日本を含むアジアの陰湿な女性蔑視の歴史は特別です。元々の女性差別を根っこに持ちながらその差別待遇には目を覆う惨状も含まれます。例えばインドでは嫁を焼き殺すといったことも遠くない過去にあったりしました。暴力亭主に過酷な労働、人権などないのだと言わんばかりの周囲からの差別待遇、ひたすら堪え忍び阿保になる以外に身を守る術がないというこうした嫁差別、これが田舎の排他性閉鎖性や田舎者の節操のなさと合体するとさらにパワーアップします。

そんなわけで延々と描かれるボンナム虐めです。陰湿でやらしい虐めの数々です。頭の悪そうな夫からの仕打ちや、近所のばばあの態度まで、我々日本人から観ると郷愁を感じてしまう部分もなくはないのが恥ずかしいかぎりですが、そういう田舎者たちのねちっこさを思い切り堪能できます。

田舎者の閉鎖性や差別意識や抑制の効かぬ悪意と言われればピンとくるのが「ドッグヴィル」でありまして、そういえばちょっと似ている部分があります。

つまり、こんなことが続いて、そのまま済むわけがありません。ボンナムは最後の最後に奮起するのです。そこに観客が爽快感を感じます。このカタルシスが「ドッグヴィル」と共通するわけですが、もちろんのこと「ドッグヴィル」とは大違いです。なぜなら「ドッグヴィル」という映画では、そこで感じる爽快感そのものを観客に突きつけ「この復讐劇に快感を感じること自体を恥ずべきなのだ、おまえらみんな田舎者と同じ穴の狢だ」と、この手の展開を果たす娯楽映画自体への批判も含めて投げかけます。だから似ている展開とは言え全然違います。むしろ「ドッグヴィル」的には批判対象となる側に「ビー・デビル」がおります。というわけで戯言でした。

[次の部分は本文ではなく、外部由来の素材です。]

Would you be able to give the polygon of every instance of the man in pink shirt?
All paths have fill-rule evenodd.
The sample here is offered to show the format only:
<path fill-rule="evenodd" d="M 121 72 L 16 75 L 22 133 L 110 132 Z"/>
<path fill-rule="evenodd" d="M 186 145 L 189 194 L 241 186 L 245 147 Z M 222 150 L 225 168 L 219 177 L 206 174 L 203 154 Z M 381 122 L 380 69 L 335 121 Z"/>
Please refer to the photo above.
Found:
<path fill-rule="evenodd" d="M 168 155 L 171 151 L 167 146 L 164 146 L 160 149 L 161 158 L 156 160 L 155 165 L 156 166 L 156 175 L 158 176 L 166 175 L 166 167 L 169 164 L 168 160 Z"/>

さて、いじめ抜かれるボンナムの心の糸がぷちっと切れてしまうそのきっかけのひとつが幼なじみヘウォンの保身と傲慢さにあります。ヘウォンとの関係はシナリオ的にやや含みを持たせたというかしつこい目の設定がなされていますので、ちょっとぐだぐだしますがまあ気にしない。

ずーっと丁寧に描いてきた田舎の閉鎖性や嫁いびり、そして最後の最後に訪れる復讐劇のカタルシスですが、最後の最後の最後は蛇足のぐだぐだ感が一気に噴出、娯楽映画的には「さらなるサービス」でしょうかどうなのでしょうか、せっかくの丁寧なドラマが、どういうわけか突如として妙なホラー映画みたいになったりして、一瞬観ているこちらが置いてけぼりを食らいます。

終盤までの本編を高評価に楽しんでいた人にとっては「何だこのオチ、もったいないな」と感じる最後となりました。しかし最初からホラー的スリラーを期待して観る向きには「ずっと退屈だったけど最後でやっとすかっとした」という感想で終わるかもしれません。

私はもちろん前者でして、糞田舎の鬱陶しい描写の数々を高評価しております。旦那が持っている鍵がないと電話も掛けられないとか、性的な虐待や、その他ちょっとかわったところとしてあの変なおじいさんの描写とか、とてもよろしいです。最後のカタルシスも何だかんだ言いながらめちゃいいです。いわゆる現代的な「女性が奮起して大暴れ」系スリラーの面白さを発揮します。
最後の最後のあの変な展開さえなければわりと名作級だと思ったんですがどうでしょうか。